Un événement rhum en 2020 ? Impossible ! Ils ont tous été reportés, quand ils n’ont pas tout simplement été annulés. Et donc là, vous voulez me faire croire qu’un salon dédié aux eaux de vie de canne a eu lieu ?!
Et bien oui, vous ne rêvez pas, le premier week-end (un second est à venir) d’un salon rhum a bien eu lieu les samedi et dimanche derniers. Evidemment je ne pouvais pas louper ça, car outre mon intérêt pour ce genre de rassemblement, j’étais sévèrement en manque !
Ce qui ne gâche rien c’est la forme tout à fait unique de ce salon. En effet, La Rhum Society (c’est son nom) se déroule dans les chambres d’un hôtel parisien, le Monte Cristo dans le 5ème arrondissement. Moyen astucieux de respecter les gestes barrières – le nombre de places par chambre étant limité à trois voire quatre personnes – cela permet également de créer un lien particulier entre les visiteurs et les exposants.
C’est sur deux week-ends qu’une petite quarantaine de marques (20 sur chaque week-end) ont pris possession des chambres de cet hôtel quatre étoiles. Un peu de déco, des bouteilles installées sur les oreillers et les tables de nuit ; le décor est posé.
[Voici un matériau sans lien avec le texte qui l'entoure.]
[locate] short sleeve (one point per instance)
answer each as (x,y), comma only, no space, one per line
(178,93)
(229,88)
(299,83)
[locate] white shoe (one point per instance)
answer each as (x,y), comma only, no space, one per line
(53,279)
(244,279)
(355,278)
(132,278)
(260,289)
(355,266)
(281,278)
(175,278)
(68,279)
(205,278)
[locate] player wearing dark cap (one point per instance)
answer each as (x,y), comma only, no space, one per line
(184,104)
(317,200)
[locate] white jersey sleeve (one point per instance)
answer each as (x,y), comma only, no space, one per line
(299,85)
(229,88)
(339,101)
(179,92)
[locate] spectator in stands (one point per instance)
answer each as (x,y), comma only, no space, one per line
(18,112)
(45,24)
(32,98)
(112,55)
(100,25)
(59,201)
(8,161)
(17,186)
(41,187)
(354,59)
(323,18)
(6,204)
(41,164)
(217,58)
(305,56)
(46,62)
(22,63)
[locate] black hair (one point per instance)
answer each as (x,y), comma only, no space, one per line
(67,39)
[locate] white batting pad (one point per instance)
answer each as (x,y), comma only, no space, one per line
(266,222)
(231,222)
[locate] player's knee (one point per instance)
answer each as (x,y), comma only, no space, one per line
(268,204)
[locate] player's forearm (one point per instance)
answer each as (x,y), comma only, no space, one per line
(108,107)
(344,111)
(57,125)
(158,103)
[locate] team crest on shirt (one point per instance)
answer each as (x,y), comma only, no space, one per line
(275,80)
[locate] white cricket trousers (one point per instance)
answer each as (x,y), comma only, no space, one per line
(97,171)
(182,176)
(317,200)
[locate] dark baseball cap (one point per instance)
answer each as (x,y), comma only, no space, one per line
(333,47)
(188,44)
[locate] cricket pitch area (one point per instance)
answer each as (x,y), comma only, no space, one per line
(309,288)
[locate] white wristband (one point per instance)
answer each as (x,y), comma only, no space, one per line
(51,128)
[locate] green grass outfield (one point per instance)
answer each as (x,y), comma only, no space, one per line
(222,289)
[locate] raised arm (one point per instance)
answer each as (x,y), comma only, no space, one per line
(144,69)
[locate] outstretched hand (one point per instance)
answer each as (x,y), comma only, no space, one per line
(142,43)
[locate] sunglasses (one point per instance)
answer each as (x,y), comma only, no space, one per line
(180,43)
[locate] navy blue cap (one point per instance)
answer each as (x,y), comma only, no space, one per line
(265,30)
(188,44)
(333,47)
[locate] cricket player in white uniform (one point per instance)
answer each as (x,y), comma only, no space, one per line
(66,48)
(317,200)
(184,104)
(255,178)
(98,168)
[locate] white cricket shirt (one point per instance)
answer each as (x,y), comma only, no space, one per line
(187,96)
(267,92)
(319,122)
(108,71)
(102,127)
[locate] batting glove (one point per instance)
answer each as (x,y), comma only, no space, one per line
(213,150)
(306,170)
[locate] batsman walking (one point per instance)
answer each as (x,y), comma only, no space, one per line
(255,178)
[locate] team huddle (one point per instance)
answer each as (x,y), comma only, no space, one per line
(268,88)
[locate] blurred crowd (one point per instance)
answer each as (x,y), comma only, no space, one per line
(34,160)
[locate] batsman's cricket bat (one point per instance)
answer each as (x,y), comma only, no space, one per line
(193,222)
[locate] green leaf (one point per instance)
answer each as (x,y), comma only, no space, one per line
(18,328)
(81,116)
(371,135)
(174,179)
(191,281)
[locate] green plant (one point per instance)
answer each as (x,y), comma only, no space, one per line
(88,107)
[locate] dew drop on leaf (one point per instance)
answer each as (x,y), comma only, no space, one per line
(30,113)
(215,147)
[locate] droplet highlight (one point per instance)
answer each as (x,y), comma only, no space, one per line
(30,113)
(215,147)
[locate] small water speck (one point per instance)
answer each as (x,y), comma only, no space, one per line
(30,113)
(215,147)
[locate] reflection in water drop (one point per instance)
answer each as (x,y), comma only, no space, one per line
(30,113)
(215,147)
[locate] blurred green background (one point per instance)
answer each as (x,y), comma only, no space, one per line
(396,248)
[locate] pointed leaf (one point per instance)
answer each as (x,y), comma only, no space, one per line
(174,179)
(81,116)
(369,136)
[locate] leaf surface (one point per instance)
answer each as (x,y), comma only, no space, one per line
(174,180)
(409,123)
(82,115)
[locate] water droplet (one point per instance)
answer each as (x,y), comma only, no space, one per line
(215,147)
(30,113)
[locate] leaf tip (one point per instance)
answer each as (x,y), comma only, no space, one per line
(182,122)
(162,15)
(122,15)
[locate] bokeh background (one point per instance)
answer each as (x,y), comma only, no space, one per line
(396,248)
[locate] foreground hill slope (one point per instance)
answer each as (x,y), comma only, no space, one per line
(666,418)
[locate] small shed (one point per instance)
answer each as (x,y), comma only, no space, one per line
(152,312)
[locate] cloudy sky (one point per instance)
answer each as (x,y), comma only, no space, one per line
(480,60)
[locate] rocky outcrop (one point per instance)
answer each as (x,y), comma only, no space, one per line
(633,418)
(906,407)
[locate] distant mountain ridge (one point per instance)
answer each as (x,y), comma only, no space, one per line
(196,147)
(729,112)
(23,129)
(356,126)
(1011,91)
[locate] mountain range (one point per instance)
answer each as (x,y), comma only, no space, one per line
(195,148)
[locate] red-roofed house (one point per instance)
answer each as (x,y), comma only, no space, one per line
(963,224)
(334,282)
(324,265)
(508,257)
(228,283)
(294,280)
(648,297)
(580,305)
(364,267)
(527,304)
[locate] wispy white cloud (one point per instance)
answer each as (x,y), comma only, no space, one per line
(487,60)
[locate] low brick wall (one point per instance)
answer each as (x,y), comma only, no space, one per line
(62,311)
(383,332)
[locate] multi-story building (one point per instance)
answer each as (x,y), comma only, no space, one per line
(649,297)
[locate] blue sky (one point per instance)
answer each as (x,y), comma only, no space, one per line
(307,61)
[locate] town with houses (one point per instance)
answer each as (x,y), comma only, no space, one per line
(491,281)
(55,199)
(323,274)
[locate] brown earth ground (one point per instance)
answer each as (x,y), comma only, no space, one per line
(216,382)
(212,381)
Mais avant d’en arriver aux chambres, un mot sur l’organisation de l’événement, qui est vraiment remarquable pour une première édition. L’achat d’un billet (pour 29€) vous donne droit à un créneau de 2 heures pour vous balader d’étage en étage pour papoter avec les ambassadeurs des marques et déguster leurs rhums. Vous repartez également avec un verre sérigraphié (celui qui vous aura servi lors de vos dégustations) et un échantillon d’un excellent rhum Bielle par Old Brothers embouteillé pour le Bar 1802 (le bar à rhum et à cocktails de l’hôtel), non sans avoir bu un cocktail offert au Bar 1802. Il faut être à l’heure pour votre fenêtre de tir, l’organisation étant très ponctuelle, vous ne voulez pas louper une minute de votre visite, le temps passe très vite.
C’est armé d’un petit fascicule détaillant la présence des différentes maisons de rhums et de leurs bouteilles présentées, que vous vous engagez dans l’escalier à la recherche de votre première chambre. Sur chaque palier, un membre du staff est à votre disposition pour vous aiguiller. Comme je vous disais, deux heures c’est court, alors vous voulez vraiment cibler ce que vous souhaitez découvrir et avec quel “rhumier” vous souhaitez parler – quitte à ne déguster qu’une seule cuvée chez certaines marques. C’est bien sûr ce que j’ai fait. J’étais même arrivé en avance, ce qui m’a permis de mettre au point un plan de bataille (et de boire un cocktail). Ayant guetté les posts sur les réseaux sociaux des précédents visiteurs, j’avais une idée assez précise des rhums à ne pas manquer. Et c’est comme à mon habitude que j’ai débuté par les purs jus de canne blancs – même s’il était impossible de s’y tenir très longtemps.
C’est parti !
Je grimpe les marches pour me rendre immédiatement au troisième étage, à la découverte de deux nouveautés martiniquaises, issues d’une même distillerie mais arborant une marque différente.
Depaz Cuvée Papao 2019 – 48%

Qu’est-ce qui le différencie du classique Cuvée de la Montagne (que j’ai d’ailleurs goûté à nouveau et qui n’est toujours pas ma came) ? L’accent est mis sur sa nature parcellaire et, dans un second temps, sur sa réduction plus lente. Ajoutez à cela que c’est un 100% canne bleue et qu’il est proposé à 48% et vous avez sa carte d’identité. C’est surtout sa fraicheur et ses agrumes qui m’ont frappé. La canne manque cependant un peu de gourmandise et se présente sous une facette plutôt végétale. La bouche confirme cette première impression et les 48% sont plutôt bien choisis (pourquoi 48%, je ne sais pas). Il reste un bon moment en bouche mais à nouveau, un peu trop sous un angle végétal. Meilleur que le classique ? Oui, c’est certain, mais pas exceptionnel pour autant selon moi.
Dillon Canne Rouge 2019 – 50%

Dillon nous avait déjà sorti un Canne Rouge l’année dernière, voici donc la récolte 2019, dans un contenant qui se marie avec la nouvelle identité d’une partie de la gamme. Au nez, j’ai retrouvé avec grand plaisir la gourmandise fruitée de la canne rouge. Sa texture en bouche accroit sa générosité ; l’alcool est discret et l’équilibre se créé. La finale est longue et se caractérise par la fraicheur.
Ben voilà, Dillon nous sort encore une bien belle bouteille, qui j’imagine sera vendue à un prix plus que raisonnable, connaissant la maison.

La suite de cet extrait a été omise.